Comment: use of placebo was described in protocol. During the maintenance phase all arms of the study (IV vedolizumab 8 weekly, 4 weekly and placebo) would receive either placebo or study drug 4 weekly to maintain the blind.
IV cover bags were also used to maintain blinding.
Blinding of outcome assessment (detection bias)
All outcomes Low risk Quote: "after the Induction Phase has been completed, select and pre‐specified personnel at Millennium will become unblinded to patient‐level data in order to conduct the analyses and reporting of the Induction Phase data. As these activities will occur while the Maintenance Phase is ongoing, proper procedures will be in place to protect the blind until completion of the Maintenance Phase."

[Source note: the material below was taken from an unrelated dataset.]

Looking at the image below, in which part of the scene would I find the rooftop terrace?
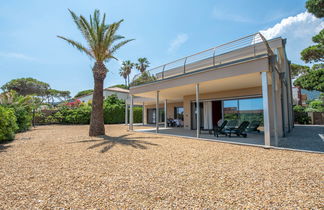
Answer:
[131,33,273,86]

Incomplete outcome data (attrition bias)
All outcomes Low risk According to the flowchart of Supplementary Figure 1 (S1), attrition was balanced in all groups with adequate reasons provided for loss in numbers.
Selective reporting (reporting bias) Low risk No published protocol found. According to trial registration, authors reported relevant data accordingly – clinical response and clinical remission (CDAI scores) at relevant intervals.
Other bias Low risk Baseline characteristics reported and balanced for participants in all groups. No other apparent sources of bias.